When police detectives showed Zapeta video of Kawam being set on fire, he told them that it was him in the video, but he did not recognize Kawam nor remembered it happening, according to the court filing by the Brooklyn district attorney’s office.
“Oh, damn, that’s me,” he said as he watched the video in the police interview, which was translated from Spanish in the court filing. “I really don’t remember.” He said he was “very sorry” for Kawam.
He said he had been drinking beers since the evening before, and recalled waking up on the F train.
“Sometimes when I drink and erase the memory and I don’t know,” he said. “When I wake up, I’m already in the house already sleeping. I wake up when I’m already at home. Or there are times when I wake up and I’m already at the train station, or on the train.”

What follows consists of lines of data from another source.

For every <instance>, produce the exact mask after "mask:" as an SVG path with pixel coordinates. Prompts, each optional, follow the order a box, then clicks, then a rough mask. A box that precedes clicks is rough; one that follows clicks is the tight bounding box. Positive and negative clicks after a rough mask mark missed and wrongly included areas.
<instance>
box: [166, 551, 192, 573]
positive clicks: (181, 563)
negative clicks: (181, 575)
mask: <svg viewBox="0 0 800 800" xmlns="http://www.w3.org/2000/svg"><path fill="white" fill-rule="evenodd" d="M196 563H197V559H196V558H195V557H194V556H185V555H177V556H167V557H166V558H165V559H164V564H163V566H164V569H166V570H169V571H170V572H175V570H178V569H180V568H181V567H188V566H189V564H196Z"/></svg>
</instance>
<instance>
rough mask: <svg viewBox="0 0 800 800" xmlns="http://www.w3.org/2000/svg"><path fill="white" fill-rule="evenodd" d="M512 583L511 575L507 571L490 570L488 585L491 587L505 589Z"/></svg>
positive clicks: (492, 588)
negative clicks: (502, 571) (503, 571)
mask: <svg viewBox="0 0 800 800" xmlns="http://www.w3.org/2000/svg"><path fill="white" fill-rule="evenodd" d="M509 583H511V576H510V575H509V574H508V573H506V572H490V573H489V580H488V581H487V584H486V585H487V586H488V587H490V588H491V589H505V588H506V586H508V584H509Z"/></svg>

He was arraigned in the Kings Supreme Court in Brooklyn in brief hearing before Judge Danny Chun on Tuesday morning, appearing in orange jail clothes with his hands cuffed behind his back and his public defender and a Spanish interpreter at his side. His next court hearing is set for March 12,
Kawam was from Toms River, a coastal town in New Jersey, and, like Zapeta, had also spent time in the city’s homeless shelter system, according to Mayor Eric Adams.
About 4 million trips are taken each weekday on the city’s subway, where serious crime, predominantly thefts, declined for a second year in a row in 2024, down 5.4% from the previous year, the New York Police Department said.
Killings have increased, however. As of November, there had been nine homicides reported on the subway in 2024, compared to five in the same period in 2023, according to police data.
Last month, a jury acquitted Daniel Penny of criminally negligent homicide in the death of Jordan Neely, a homeless former Michael Jackson impersonator, on the city’s subway. Neely had been shouting angrily at passengers on a subway train when Penny grabbed him from behind and restrained him in a chokehold for several minutes.
New York Police Commissioner Jessica Tisch said on Monday she was sending more officers to patrol the subway in response to Kawam’s killing and other “terrifying random acts of violence.”
“Declining crime numbers are significant, but we still must do more, because people don’t feel safe in our subways,” Tisch said.
If convicted on any of the charges, Zapeta faces a maximum sentence of life in prison without the possibility of parole. The U.S. Department of Homeland Security has said that Zapeta had entered the country unlawfully, and would eventually seek to deport him.